Stage separator: Under certain conditions it is often desirable to use more than one stage of separation in order to obtain more complete recovery of liquids. For instance, three-stage separation system operates as follows: the first stage operates at the highest pressure and the second and third at lower pressures.

 

Low temperature separator: Low-temperature separation is a method of separation sometimes used to handle the production of high-pressure gas wells that produce some light liquids. The liquid separation is made possible by cooling the gas stream before separation.

 

Storage system

After gas has been separated from the oil and the oil has been treated to remove water and sediment (if present), the oil goes to stock tanks which are commonly referred to as the tank battery. The tanks in a tank farm will vary in number and size, depending upon the daily production of the lease and the frequency of pipeline runs. The introduction of automatic custody transfer units and their acceptance by pipelines and producers has reduced storage requirements. The total storage capacity of a tank farm is usually 3 to 7 days’ production; that is, 3 to 7 times the maximum daily production or allowable of the wells connected to the tank farm. There are usually two or more tanks in a battery, so that while oil is being shipped from one tank the other tank can be filling.

 

Most tanks are made of either bolted steel or welded steel. Stock tanks usually have a bottom drain outlet for draining off basic sediments and water.
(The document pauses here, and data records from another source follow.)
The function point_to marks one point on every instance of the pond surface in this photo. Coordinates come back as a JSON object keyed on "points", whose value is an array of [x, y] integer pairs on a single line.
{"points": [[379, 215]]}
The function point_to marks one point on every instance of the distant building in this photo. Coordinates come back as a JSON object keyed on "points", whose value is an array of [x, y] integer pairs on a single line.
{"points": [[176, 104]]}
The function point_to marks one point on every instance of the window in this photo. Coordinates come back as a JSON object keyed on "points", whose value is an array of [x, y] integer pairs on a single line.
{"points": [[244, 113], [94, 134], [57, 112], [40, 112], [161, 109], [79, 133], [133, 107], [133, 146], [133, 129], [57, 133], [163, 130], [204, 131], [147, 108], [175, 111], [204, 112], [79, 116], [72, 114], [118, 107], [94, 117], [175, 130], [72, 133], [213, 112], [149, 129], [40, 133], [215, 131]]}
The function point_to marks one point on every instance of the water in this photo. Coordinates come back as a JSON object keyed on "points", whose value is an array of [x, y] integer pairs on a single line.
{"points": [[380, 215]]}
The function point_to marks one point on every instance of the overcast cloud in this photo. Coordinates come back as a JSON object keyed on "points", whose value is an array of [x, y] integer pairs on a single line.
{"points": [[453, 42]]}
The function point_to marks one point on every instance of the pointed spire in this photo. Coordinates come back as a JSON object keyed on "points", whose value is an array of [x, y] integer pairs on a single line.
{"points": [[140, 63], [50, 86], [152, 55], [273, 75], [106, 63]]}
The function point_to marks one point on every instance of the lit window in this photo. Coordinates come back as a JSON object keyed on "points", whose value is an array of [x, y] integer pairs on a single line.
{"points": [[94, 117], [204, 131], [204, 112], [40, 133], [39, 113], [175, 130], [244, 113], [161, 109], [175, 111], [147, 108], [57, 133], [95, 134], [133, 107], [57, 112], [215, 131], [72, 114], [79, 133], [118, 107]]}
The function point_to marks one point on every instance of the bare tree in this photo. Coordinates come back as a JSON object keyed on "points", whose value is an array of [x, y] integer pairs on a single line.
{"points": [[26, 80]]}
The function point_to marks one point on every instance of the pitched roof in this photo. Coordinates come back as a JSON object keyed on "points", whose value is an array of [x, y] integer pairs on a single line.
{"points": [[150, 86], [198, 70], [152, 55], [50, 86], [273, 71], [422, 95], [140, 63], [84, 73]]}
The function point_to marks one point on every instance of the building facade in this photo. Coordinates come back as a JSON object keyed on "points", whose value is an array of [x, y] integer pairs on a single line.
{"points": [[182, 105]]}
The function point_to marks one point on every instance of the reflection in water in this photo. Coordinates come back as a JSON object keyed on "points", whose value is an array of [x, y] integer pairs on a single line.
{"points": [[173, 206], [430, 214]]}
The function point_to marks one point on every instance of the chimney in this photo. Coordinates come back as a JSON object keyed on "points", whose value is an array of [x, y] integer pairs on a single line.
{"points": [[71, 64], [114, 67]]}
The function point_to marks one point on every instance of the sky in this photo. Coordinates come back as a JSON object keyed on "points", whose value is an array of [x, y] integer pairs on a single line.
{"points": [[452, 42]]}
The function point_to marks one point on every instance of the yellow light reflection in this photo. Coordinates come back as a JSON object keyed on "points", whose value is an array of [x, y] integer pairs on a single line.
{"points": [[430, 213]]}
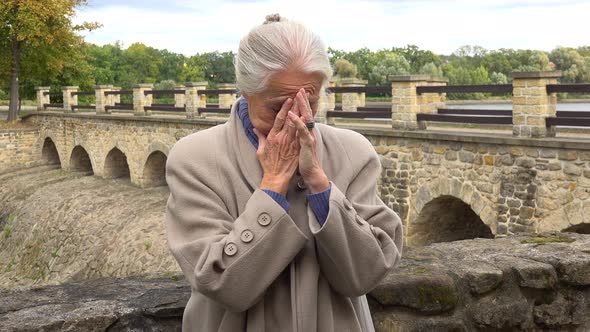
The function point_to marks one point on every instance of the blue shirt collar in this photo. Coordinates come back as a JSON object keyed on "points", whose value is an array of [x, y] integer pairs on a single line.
{"points": [[248, 126]]}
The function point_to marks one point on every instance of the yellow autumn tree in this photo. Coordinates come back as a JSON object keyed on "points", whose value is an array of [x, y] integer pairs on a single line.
{"points": [[32, 24]]}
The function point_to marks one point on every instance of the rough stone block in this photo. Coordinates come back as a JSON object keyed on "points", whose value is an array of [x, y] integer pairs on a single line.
{"points": [[533, 274], [425, 292], [567, 155]]}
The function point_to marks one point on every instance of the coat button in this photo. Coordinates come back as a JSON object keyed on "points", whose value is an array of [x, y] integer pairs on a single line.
{"points": [[359, 220], [247, 236], [347, 204], [264, 219], [230, 249]]}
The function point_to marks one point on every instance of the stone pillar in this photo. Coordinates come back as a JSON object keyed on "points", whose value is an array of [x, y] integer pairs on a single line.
{"points": [[352, 100], [531, 104], [140, 100], [42, 99], [69, 100], [179, 98], [192, 99], [226, 100], [102, 100], [116, 99], [406, 102], [327, 103]]}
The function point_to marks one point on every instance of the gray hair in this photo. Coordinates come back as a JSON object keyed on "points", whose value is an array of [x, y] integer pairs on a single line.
{"points": [[273, 47]]}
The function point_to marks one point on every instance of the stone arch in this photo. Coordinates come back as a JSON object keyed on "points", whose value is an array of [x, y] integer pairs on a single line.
{"points": [[583, 228], [158, 146], [115, 165], [49, 152], [447, 218], [80, 160], [446, 210], [154, 170]]}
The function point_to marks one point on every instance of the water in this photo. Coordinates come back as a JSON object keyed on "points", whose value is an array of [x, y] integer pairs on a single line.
{"points": [[576, 107], [68, 226]]}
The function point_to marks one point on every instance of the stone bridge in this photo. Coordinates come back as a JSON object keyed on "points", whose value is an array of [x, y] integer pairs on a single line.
{"points": [[445, 185]]}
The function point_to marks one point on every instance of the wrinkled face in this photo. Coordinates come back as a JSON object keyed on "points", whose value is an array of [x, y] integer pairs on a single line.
{"points": [[264, 106]]}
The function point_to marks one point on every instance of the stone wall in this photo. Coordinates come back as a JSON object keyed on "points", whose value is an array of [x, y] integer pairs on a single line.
{"points": [[520, 283], [136, 139], [18, 148], [517, 283], [511, 184]]}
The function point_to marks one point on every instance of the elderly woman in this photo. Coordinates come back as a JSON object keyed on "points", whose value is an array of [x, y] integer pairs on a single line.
{"points": [[275, 220]]}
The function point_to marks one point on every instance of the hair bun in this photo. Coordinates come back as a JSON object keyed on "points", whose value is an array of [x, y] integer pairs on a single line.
{"points": [[273, 18]]}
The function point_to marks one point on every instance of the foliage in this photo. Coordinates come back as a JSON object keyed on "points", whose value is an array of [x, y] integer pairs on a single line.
{"points": [[392, 64], [431, 69], [40, 38], [86, 64], [498, 78]]}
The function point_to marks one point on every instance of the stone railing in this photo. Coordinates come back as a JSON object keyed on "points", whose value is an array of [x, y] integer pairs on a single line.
{"points": [[416, 100], [189, 98]]}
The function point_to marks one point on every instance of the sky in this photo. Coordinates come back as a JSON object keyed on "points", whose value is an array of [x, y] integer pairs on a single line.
{"points": [[196, 26]]}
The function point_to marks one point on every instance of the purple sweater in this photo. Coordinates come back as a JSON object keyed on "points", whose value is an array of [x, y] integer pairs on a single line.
{"points": [[319, 202]]}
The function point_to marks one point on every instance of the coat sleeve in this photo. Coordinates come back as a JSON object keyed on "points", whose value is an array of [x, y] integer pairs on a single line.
{"points": [[362, 238], [230, 260]]}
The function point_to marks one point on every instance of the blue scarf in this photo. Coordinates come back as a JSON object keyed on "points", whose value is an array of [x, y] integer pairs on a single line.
{"points": [[248, 126]]}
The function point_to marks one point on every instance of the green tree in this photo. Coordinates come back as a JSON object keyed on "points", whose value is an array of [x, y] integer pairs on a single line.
{"points": [[393, 64], [498, 78], [574, 66], [418, 58], [193, 69], [431, 69], [45, 26], [219, 67]]}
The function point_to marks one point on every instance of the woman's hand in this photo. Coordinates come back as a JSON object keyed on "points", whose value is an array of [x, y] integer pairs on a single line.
{"points": [[278, 152], [309, 165]]}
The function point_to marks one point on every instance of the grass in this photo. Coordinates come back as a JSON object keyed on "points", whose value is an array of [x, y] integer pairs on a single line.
{"points": [[147, 244], [7, 231], [548, 239], [10, 265]]}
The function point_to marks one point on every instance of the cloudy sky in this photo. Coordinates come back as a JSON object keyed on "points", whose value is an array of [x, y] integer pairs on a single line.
{"points": [[191, 26]]}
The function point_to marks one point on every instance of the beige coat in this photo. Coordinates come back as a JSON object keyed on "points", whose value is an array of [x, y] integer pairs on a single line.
{"points": [[254, 267]]}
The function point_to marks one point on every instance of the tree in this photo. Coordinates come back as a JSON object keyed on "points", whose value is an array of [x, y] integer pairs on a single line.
{"points": [[41, 25], [431, 69], [498, 78], [193, 69], [574, 66], [393, 64], [219, 67], [344, 69]]}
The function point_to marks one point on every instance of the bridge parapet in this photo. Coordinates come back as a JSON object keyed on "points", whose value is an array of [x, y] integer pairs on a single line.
{"points": [[532, 104]]}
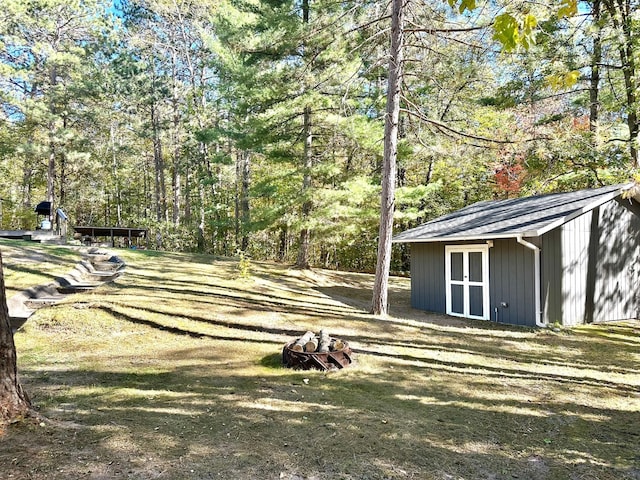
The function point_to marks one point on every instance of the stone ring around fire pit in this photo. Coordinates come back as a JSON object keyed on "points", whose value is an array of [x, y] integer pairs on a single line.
{"points": [[316, 352]]}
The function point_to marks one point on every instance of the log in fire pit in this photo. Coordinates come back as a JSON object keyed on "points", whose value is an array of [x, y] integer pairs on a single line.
{"points": [[320, 352]]}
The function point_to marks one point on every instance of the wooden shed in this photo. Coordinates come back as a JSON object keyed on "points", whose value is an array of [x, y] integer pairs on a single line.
{"points": [[570, 258]]}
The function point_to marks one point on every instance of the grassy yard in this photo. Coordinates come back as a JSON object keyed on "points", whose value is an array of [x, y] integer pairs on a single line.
{"points": [[173, 372]]}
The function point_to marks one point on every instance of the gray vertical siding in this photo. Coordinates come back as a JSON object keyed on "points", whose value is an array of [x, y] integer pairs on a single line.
{"points": [[427, 277], [590, 266], [511, 280], [590, 269], [616, 280], [551, 271]]}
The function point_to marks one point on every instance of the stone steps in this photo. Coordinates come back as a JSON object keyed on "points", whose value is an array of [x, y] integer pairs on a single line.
{"points": [[97, 268]]}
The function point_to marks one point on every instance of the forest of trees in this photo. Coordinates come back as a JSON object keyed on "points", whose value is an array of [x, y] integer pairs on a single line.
{"points": [[258, 125]]}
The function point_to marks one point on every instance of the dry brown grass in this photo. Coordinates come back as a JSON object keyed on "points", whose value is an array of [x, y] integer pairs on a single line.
{"points": [[174, 372]]}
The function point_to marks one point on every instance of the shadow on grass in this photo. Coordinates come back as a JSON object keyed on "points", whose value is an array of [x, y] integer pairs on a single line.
{"points": [[362, 425]]}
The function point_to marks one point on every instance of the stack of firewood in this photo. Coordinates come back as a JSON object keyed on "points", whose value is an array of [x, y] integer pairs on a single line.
{"points": [[321, 343]]}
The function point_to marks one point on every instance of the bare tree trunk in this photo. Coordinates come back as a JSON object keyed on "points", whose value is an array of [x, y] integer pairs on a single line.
{"points": [[175, 174], [114, 173], [14, 403], [379, 304], [305, 232], [160, 190], [244, 199], [51, 168], [596, 59], [621, 15]]}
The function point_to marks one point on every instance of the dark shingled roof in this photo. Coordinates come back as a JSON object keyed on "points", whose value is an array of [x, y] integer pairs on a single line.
{"points": [[526, 217]]}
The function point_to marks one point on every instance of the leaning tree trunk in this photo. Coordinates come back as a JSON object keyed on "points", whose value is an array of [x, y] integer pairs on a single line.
{"points": [[380, 287], [14, 403]]}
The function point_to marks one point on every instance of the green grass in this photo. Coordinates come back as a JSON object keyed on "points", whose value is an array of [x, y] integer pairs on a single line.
{"points": [[173, 372]]}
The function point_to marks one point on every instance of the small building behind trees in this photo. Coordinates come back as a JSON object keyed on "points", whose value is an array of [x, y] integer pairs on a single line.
{"points": [[565, 258]]}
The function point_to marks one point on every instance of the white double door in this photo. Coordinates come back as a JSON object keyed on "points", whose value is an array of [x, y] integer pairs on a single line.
{"points": [[467, 281]]}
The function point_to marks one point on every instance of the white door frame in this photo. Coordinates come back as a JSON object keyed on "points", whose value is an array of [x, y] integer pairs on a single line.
{"points": [[465, 282]]}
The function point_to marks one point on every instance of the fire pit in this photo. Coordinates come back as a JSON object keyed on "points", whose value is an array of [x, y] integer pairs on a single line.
{"points": [[319, 352]]}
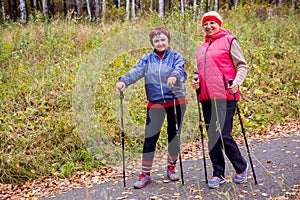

In some areas tanks must be cleaned frequently due to collection of paraffin and basic sediments, which can be removed through the drain outlet. Therefore tanks are equipped with cleanout plates. Cleanout plates can be removed so that a workman can enter the tank.

 

The point where the pipeline company connects to lease stock tanks is usually one half meter above the bottom of the tank. The space below the pipeline outlets provides room for the collection of basic sediments and water. The pipeline outlet valve is sealed and closed with a metal seal when the tank is being filled and similarly locked in the open position when the tank is being emptied. Oil enters the tank at the top at the inlet opening. Usually a valve is on the inlet line so that it may be closed to prevent oil from entering the tank after the tank is full and ready for delivery. Where oil storage is controlled manually the tank is fitted with a thief or gage hatch in the tank roof so the amount of oil in the tank can be determined with a steel measuring line. The thief hatch is large enough so that a device which is called a “thief” can be lowered into the tank and samples of oil obtained to determine the basic sediments and water content in the oil and its API gravity. This operation is called “thiefing” a tank. The temperature of the oil in the tank is determined while thiefing the tank. .

 

When storage is done automatically, devices called liquid level controllers signal when tanks are filled and valves open and close according to a prearranged schedule.